I understand that our politics, and culture is saturated with it but victimhood will get you nowhere and shall always fail to progress the debate.



wafflycat said:
Nothing wrong with driving, I thoroughly enjoy driving - just do it courteously, legally and with patience. Oh and... "Give Cyclists Room" ;)

Couldn't agree with you more.
 
Adding my two penneth... without reading the entire thread.. so please do excuse me.

It seems motorists have a critical mass every morning and evening. I've even noticed some using the practice of 'corking' at major junctions, blocking them as to maintain priority. I'm actually not exaggerating here - observation upon reaching the A56/M60 interchange between Sale and Stretford in Manchester on a weekday morning at approx 8:30 am - traffic flows continuously off the M60 until that junction is full and traffic on the A56 cannot proceed even when the lights change to give them priority.

If motorists can have a CM everday, then why don't we have one once a month?
 

BentMikey

Rider of Seolferwulf
Location
South London
Chap, you might have missed this:

BentMikey said:
The blocking of junctions is necessary for safety. It's definitely preferable to having vehicles enter the mass, and it's what the police themselves advise in the situation.
 

Rhythm Thief

Legendary Member
Location
Ross on Wye
ed_o_brain said:
Adding my two penneth... without reading the entire thread.. so please do excuse me.

It seems motorists have a critical mass every morning and evening. I've even noticed some using the practice of 'corking' at major junctions, blocking them as to maintain priority. I'm actually not exaggerating here - observation upon reaching the A56/M60 interchange between Sale and Stretford in Manchester on a weekday morning at approx 8:30 am - traffic flows continuously off the M60 until that junction is full and traffic on the A56 cannot proceed even when the lights change to give them priority.

If motorists can have a CM everday, then why don't we have one once a month?

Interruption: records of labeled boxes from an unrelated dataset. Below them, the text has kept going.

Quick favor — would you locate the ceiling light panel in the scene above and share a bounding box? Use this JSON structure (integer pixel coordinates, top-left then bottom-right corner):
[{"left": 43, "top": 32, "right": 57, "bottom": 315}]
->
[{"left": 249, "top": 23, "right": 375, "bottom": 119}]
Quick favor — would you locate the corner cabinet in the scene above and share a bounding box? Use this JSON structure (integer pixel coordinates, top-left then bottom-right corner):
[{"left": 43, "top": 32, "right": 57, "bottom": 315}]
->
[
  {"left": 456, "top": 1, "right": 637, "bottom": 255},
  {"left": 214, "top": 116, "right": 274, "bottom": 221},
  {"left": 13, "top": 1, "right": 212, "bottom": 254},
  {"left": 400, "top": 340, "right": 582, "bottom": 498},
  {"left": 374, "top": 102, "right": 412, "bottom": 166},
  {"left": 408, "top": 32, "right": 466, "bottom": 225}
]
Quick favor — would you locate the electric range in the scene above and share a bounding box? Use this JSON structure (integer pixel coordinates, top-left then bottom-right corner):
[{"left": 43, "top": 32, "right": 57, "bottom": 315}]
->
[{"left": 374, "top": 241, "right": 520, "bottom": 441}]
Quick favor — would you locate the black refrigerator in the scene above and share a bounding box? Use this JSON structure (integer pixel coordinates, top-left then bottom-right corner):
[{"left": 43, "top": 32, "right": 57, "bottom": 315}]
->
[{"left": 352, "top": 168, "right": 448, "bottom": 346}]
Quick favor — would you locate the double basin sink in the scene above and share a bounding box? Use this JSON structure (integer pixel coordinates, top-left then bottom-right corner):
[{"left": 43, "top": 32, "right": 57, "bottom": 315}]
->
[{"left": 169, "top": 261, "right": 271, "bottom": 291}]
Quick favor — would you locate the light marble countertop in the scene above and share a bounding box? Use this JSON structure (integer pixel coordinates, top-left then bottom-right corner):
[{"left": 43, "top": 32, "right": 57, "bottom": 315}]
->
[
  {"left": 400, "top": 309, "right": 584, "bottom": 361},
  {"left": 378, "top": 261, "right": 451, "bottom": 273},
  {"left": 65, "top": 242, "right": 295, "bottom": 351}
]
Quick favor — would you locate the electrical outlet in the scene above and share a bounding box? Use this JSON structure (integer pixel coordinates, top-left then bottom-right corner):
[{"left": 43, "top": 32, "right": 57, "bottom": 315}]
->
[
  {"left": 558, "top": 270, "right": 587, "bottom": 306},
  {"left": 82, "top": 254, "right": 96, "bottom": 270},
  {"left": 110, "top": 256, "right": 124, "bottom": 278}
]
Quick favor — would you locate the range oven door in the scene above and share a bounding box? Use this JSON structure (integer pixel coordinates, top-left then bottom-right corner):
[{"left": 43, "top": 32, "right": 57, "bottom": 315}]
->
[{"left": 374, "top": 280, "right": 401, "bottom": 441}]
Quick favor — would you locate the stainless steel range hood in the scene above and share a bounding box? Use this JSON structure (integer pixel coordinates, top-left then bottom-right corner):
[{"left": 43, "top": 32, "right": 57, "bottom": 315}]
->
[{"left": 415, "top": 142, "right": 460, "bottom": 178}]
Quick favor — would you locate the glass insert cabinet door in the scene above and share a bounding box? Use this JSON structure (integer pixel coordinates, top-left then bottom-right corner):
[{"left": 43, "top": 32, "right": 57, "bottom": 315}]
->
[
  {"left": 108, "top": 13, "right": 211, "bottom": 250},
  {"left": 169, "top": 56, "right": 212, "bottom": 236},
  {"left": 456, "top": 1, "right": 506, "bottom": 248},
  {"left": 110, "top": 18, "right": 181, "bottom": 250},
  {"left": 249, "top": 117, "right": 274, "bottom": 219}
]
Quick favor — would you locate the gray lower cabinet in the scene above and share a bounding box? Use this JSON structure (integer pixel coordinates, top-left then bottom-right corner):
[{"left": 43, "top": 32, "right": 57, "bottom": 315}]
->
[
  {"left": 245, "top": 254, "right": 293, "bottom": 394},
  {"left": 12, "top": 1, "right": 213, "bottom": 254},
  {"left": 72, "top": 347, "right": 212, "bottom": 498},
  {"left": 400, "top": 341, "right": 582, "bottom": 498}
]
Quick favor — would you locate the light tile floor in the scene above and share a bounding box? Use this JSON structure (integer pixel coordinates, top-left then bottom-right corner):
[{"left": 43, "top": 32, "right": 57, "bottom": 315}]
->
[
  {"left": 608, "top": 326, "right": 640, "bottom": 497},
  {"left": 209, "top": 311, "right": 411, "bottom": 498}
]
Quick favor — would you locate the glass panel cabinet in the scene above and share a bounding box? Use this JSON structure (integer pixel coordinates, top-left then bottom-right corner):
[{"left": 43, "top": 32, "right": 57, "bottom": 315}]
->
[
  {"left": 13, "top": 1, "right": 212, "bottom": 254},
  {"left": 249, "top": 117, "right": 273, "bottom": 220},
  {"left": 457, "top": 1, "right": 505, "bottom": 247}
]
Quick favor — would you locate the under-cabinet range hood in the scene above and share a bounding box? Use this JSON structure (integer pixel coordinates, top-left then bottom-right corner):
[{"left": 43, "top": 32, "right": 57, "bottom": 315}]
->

It's not about whether we can or can't have a CM every month, it's about what impression it gives of cyclists. And I'd suggest that if you take your impression of the car drivers you see blocking up the box junction every morning, you'll have a pretty good idea of how the average car driver sees those CM riders who do much the same thing. "Because car drivers do it" is not a good enough reason for cyclists to behave anti socially once a month.
 

chap

Veteran
Location
London, GB
BentMikey said:
Chap, you might have missed this:

Thank you. Likewise, I'd advise you to read the 2nd paragraph of my last post:

chap said:
Critical Mass ignore the traffic control measures, thus further disrupt the flow. They claim they have no purpose, no fixed route, thus for the sake of sporadic thrills contribute nothing but aggravation to those trying to get to their destination.